Abstract

Background Most people with autosomal dominant familial hypercholesterolaemia (FH) remain undetected, which represents a missed opportunity for coronary heart disease prevention. Objective To evaluate the performance of two-stage adult population screening for FH. Design Using data from UK Biobank, we estimated the screening performance of different low-density lipoprotein cholesterol (LDL-C) cut-offs (stage 1) to select adults for DNA sequencing (stage 2) to identify individuals with FH-causing variants in LDLR, APOB, PCSK9 and APOE. We estimated the number of additional FH cases detected by cascade testing of first-degree relatives of index cases and compared the overall approach with screening in childhood.

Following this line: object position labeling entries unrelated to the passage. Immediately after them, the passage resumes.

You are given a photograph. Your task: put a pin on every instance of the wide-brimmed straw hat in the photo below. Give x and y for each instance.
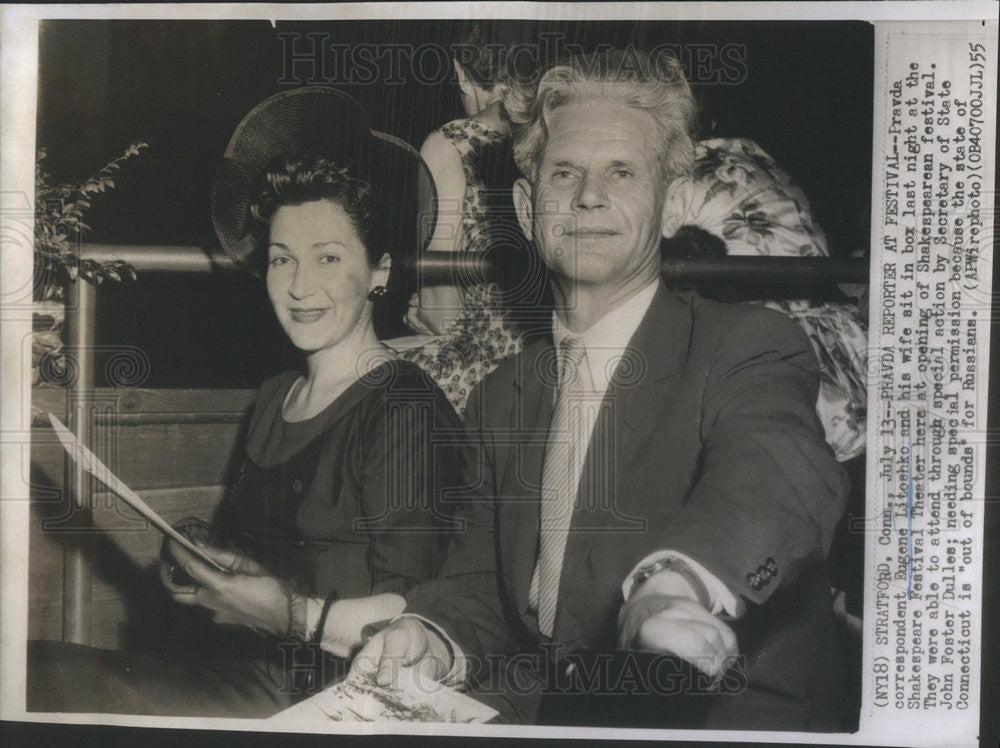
(323, 122)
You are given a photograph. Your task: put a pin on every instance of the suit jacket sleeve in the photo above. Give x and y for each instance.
(464, 600)
(768, 486)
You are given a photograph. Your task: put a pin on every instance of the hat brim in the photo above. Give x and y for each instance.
(321, 121)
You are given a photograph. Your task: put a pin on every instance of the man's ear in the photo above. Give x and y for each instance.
(523, 206)
(380, 276)
(676, 204)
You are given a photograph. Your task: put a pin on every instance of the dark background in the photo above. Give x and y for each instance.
(183, 86)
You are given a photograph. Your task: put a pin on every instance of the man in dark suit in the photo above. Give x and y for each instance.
(650, 473)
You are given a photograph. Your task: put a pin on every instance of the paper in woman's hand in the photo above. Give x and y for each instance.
(89, 462)
(411, 699)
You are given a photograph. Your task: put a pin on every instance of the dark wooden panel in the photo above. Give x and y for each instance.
(48, 399)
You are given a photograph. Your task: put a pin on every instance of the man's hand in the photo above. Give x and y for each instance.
(663, 616)
(405, 643)
(249, 596)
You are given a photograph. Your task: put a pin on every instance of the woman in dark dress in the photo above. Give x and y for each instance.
(337, 510)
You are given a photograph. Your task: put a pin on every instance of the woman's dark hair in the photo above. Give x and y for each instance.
(483, 56)
(293, 181)
(303, 179)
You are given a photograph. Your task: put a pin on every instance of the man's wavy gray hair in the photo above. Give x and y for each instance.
(617, 75)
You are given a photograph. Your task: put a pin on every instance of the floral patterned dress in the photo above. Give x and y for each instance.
(482, 336)
(742, 196)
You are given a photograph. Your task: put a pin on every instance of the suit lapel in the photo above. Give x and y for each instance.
(521, 478)
(639, 393)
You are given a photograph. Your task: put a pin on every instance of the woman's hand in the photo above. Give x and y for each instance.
(247, 596)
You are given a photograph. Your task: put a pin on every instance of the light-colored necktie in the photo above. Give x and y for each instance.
(558, 486)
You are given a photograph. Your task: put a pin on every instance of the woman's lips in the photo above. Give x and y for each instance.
(305, 316)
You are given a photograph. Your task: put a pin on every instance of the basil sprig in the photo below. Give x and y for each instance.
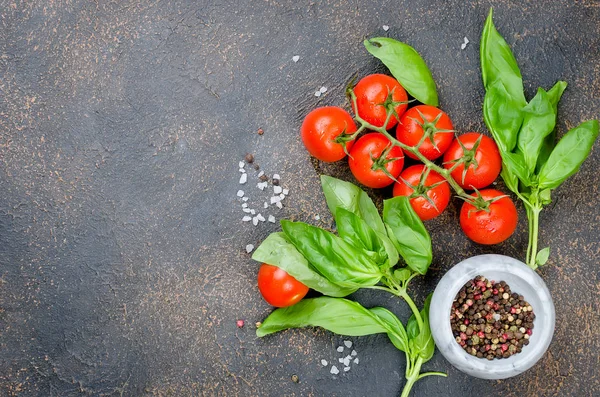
(366, 254)
(533, 163)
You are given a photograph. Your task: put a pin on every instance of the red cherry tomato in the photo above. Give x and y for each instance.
(321, 130)
(485, 162)
(439, 194)
(493, 226)
(429, 120)
(278, 287)
(371, 92)
(367, 160)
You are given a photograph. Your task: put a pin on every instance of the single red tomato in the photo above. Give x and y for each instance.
(481, 157)
(432, 185)
(431, 122)
(491, 225)
(278, 287)
(371, 92)
(373, 159)
(325, 131)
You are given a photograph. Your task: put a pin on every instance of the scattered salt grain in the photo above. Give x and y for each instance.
(464, 44)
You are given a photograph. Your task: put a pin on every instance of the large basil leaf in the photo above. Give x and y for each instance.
(569, 153)
(504, 100)
(409, 234)
(554, 95)
(345, 195)
(399, 337)
(407, 66)
(339, 261)
(337, 315)
(538, 122)
(357, 232)
(420, 341)
(278, 251)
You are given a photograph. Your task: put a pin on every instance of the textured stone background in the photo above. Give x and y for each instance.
(122, 262)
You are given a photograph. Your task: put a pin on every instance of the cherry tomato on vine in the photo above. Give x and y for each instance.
(325, 131)
(278, 287)
(431, 122)
(373, 160)
(372, 91)
(491, 225)
(481, 157)
(429, 192)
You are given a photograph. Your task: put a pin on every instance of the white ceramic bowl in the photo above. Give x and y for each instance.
(521, 280)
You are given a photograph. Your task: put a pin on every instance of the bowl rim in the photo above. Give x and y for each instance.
(441, 304)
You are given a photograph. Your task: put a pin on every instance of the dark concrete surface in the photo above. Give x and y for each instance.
(122, 261)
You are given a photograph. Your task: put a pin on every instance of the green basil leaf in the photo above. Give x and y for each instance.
(344, 194)
(542, 256)
(337, 260)
(538, 122)
(407, 66)
(568, 155)
(504, 99)
(278, 251)
(554, 95)
(410, 236)
(337, 315)
(397, 334)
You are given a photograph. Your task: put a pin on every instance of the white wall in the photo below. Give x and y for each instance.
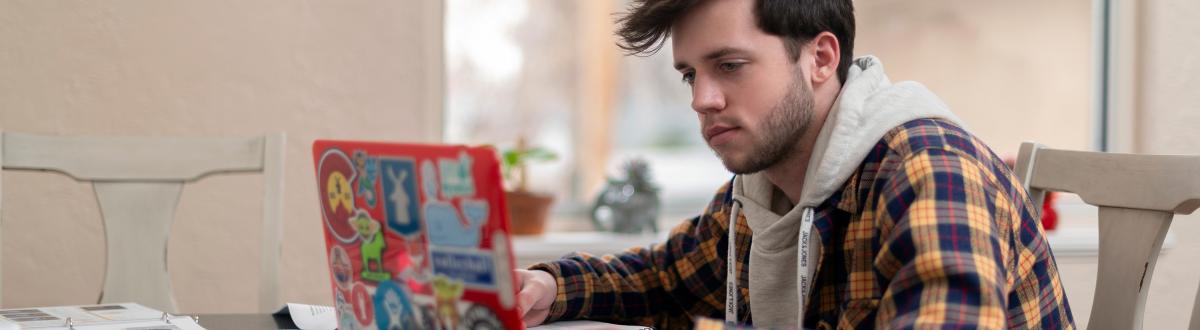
(363, 70)
(1167, 119)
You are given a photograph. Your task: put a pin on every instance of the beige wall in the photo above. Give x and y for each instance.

Setting UK Biobank. Participants 140 439 unrelated participants of European ancestry from UK Biobank with information on circulating LDL-C concentration and exome sequence. Main outcome measures For different LDL-C cut-offs, we estimated the detection and false-positive rate, the proportion of individuals who would be referred for DNA sequencing (stage 1 screen positive rate), and the number of FH cases identified by population screening followed by cascade testing. Results We identified 488 individuals with an FH-causing variant and 139 951 without (prevalence 1 in 288). An LDL-C cut-off of >4.8 mmol/L had a stage 1 detection rate (sensitivity) of 40% (95% CI 36 to 44%) for a false-positive rate of 10% (95% CI 10 to 11%). Detection rate increased at lower LDL-C cut-offs but at the expense of higher false-positive and screen positive rates, and vice versa. Two-stage screening of 100 000 adults using an LDL-C cut-off of 4.8 mmol/L would generate 10 398 stage 1 screen positives for sequencing, detect 138 FH cases and miss 209. Up to 207 additional cases could be detected through two-generation cascade testing of first-degree relatives. By comparison, based on previously published data, childhood screening followed by cascade testing was estimated to detect nearly three times as many affected individuals for around half the sequencing burden. Conclusions Two-stage adult population screening for FH could help achieve the 25% FH case detection target set in the National Health Service Long Term Plan, but less efficiently than childhood screening and with a greater sequencing requirement.